Description: D:\me\IMG_20151022_150606.jpg
Gambar 1. Anatomi Pencernaan Kambing (ruminansia kecil)
            Pencernaan adalah proses perubahan senyawa–senyawa tertentu menjadi senyawa lain yang sama sekali berbeda dengan molekul zat makanannya. Proses pencernaan berupa fermentasi yang terjadi sebelum usus halus pada ternak ruminansia mendatangkan keuntungan dan kerugian Keuntungan yang diperoleh dengan terjadinya fermentasi sebelum usus halus antara lain produk fermentasi mudah diserap usus, dapat mencerna selulosa dan  dapat menggunakan non–protein nitrogen seperti urea.

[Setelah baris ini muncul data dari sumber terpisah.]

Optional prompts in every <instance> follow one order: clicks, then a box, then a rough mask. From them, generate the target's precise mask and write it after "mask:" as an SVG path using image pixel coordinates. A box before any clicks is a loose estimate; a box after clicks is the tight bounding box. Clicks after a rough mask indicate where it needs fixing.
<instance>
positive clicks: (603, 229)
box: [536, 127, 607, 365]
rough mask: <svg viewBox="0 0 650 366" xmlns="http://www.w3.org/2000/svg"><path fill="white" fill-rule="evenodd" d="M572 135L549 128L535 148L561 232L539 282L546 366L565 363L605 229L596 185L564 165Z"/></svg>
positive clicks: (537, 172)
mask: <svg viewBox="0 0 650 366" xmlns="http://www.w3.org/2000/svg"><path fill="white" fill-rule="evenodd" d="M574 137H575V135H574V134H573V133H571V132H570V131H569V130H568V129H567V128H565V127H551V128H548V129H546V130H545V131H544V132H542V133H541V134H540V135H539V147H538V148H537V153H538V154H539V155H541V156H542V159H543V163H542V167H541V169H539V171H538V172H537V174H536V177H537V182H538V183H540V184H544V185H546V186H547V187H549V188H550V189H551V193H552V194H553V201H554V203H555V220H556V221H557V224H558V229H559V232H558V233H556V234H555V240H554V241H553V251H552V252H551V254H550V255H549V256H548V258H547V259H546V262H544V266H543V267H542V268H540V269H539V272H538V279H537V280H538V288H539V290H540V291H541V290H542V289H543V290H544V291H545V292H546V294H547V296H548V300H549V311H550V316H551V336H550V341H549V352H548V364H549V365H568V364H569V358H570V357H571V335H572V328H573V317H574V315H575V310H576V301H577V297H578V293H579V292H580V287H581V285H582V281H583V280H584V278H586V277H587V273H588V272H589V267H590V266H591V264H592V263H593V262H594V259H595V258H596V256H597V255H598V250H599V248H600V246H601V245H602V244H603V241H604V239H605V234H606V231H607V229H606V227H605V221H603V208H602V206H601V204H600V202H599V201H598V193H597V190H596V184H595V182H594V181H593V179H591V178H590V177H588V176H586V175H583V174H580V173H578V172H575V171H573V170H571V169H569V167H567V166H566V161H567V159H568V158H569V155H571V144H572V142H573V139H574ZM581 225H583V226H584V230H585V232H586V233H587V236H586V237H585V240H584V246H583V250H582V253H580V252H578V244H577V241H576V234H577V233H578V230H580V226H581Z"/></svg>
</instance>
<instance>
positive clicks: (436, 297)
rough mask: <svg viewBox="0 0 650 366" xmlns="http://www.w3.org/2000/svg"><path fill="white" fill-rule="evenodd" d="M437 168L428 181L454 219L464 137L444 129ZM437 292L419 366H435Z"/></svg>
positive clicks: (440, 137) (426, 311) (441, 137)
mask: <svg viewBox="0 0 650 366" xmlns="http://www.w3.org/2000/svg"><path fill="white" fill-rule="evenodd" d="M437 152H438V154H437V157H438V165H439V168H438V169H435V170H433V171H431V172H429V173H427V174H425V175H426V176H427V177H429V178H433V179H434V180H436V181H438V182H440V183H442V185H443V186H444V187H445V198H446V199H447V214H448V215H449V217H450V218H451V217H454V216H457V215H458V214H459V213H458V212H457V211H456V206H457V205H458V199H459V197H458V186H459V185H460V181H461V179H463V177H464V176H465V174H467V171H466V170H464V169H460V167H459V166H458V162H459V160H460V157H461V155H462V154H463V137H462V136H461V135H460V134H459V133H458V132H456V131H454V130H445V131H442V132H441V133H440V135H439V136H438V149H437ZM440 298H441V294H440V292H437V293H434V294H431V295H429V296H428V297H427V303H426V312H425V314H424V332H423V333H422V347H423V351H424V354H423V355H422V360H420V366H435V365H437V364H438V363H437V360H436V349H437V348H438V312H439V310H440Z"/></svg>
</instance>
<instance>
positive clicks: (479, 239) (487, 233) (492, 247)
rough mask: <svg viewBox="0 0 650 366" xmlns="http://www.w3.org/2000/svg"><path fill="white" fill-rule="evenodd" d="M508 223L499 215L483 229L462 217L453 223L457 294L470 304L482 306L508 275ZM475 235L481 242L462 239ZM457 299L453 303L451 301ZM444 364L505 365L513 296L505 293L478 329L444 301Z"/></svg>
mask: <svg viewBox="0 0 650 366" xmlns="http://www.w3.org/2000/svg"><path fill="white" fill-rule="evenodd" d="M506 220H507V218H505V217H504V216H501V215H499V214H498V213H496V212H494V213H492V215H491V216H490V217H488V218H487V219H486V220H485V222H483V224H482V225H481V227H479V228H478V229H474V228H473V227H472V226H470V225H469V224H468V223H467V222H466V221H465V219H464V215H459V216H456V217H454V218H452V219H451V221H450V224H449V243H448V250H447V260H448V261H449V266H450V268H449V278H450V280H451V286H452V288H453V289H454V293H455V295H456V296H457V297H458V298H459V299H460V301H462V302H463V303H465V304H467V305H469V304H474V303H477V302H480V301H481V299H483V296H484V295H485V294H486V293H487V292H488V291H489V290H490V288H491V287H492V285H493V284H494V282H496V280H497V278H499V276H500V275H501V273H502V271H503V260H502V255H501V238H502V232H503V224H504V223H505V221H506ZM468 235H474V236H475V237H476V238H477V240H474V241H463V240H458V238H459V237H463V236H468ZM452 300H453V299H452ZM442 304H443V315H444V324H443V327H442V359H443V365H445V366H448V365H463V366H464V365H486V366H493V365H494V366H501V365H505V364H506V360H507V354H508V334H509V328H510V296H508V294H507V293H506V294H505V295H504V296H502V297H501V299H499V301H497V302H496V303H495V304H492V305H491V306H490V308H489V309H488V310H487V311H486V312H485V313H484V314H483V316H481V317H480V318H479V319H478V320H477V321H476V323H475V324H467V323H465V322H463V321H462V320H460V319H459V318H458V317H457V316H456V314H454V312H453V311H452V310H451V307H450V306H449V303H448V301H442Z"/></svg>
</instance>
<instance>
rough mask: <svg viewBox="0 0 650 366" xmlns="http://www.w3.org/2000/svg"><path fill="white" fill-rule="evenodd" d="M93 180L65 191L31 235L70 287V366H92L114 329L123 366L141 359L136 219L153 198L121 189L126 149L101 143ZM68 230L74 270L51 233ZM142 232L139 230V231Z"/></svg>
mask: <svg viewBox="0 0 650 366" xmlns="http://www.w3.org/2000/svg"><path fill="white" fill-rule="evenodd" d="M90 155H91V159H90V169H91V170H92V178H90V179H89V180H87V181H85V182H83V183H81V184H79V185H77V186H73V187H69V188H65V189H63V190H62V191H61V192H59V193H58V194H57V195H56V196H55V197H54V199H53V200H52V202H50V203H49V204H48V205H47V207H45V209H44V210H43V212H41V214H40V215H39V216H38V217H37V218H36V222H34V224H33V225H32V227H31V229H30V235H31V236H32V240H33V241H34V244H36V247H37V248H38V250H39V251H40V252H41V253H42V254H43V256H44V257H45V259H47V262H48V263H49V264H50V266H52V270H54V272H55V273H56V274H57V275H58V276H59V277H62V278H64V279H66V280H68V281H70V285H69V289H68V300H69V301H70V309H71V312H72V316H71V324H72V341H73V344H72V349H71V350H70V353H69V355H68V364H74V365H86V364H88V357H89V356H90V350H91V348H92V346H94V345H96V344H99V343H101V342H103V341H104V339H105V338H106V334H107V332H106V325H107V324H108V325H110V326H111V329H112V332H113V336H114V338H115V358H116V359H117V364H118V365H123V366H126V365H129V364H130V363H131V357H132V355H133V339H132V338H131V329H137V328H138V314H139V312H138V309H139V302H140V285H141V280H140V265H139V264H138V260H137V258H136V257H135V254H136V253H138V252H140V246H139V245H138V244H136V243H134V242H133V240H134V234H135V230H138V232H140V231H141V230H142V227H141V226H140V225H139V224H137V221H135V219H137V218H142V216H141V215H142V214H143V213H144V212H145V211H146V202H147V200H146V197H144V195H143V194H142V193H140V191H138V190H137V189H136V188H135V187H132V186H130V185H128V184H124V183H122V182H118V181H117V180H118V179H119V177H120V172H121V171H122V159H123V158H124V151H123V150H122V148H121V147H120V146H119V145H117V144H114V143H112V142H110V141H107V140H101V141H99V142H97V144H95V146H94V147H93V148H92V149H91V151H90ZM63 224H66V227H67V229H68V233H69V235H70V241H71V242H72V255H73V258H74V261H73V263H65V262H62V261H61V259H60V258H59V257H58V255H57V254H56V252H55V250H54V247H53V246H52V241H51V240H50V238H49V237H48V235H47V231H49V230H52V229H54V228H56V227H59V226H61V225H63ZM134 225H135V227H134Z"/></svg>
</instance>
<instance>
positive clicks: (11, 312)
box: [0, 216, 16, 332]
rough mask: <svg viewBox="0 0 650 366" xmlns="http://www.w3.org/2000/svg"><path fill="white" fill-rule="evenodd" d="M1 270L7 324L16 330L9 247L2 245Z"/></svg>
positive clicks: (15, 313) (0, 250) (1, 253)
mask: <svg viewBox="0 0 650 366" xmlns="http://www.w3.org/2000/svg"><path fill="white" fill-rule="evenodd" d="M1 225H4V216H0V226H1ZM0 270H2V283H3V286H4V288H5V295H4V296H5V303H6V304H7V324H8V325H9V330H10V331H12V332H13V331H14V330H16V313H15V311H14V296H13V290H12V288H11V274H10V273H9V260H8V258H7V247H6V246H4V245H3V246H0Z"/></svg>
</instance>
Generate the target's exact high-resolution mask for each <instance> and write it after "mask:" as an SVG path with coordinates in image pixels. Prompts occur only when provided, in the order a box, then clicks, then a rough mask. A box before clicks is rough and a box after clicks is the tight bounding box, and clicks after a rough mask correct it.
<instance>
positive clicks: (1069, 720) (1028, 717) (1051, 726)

Kerugian yang dialami antara lain banyak energi yang terbuang sebagai gas methan dan panas, protein bernilai hayati tinggi mengalami degradasi menjadi NH3 (amonia) sehingga terjadi penurunan nilai protein, ternak ruminansia peka terhadap ketosis atau keracunan asam.
            Proses pencernaan fermentative ini tidak lepas dari peranan mikroba rumen. Mikroba rumen akan mencerna karbohidrat, protein, dan lemak menjadi asam lemak atsiri VFA (Volaltyl Fatty Acid), NH3 (amonia), gas karbondioksida (CO2) dan gas methan (CH4). Amonia digunakan untuk membangun sel mikroba, VFA (Volatyl Fatty Acid)  akan diserap langsung dalam rumen dan retrikulum untuk dimanfaatkan oleh ternak sebagai sumber energy, gas methan dan oksigen dikeluarkan melalui proses eruktasi ( Blakely,2001 ).
            Berikut gambaran proses pencernaan baik kimiawi maupun mekanis dan bagaimana ternak memanfaatkan bahan makanan berserat kasar tinggi, perlu diketahui dahulu sistem pencernaan serta fungsi bagian-bagian dari alat pencernaan tersebut, khususnya rumen, retikulum, omasum dan abomasum.
a. Mulut
            Pengambilan pakan  oleh mulut dan lidah disebut prehensi. Pencernaan di mulut pertama kali di lakukan oleh gigi molar dilanjutkan oleh mastikasi dan di teruskan ke pencernaan mekanis. Di dalam mulut terdapat saliva. Saliva adalah cairan kompleks yang diproduksi oleh kelenjar khusus dan disebarkan ke dalam cavitas oral.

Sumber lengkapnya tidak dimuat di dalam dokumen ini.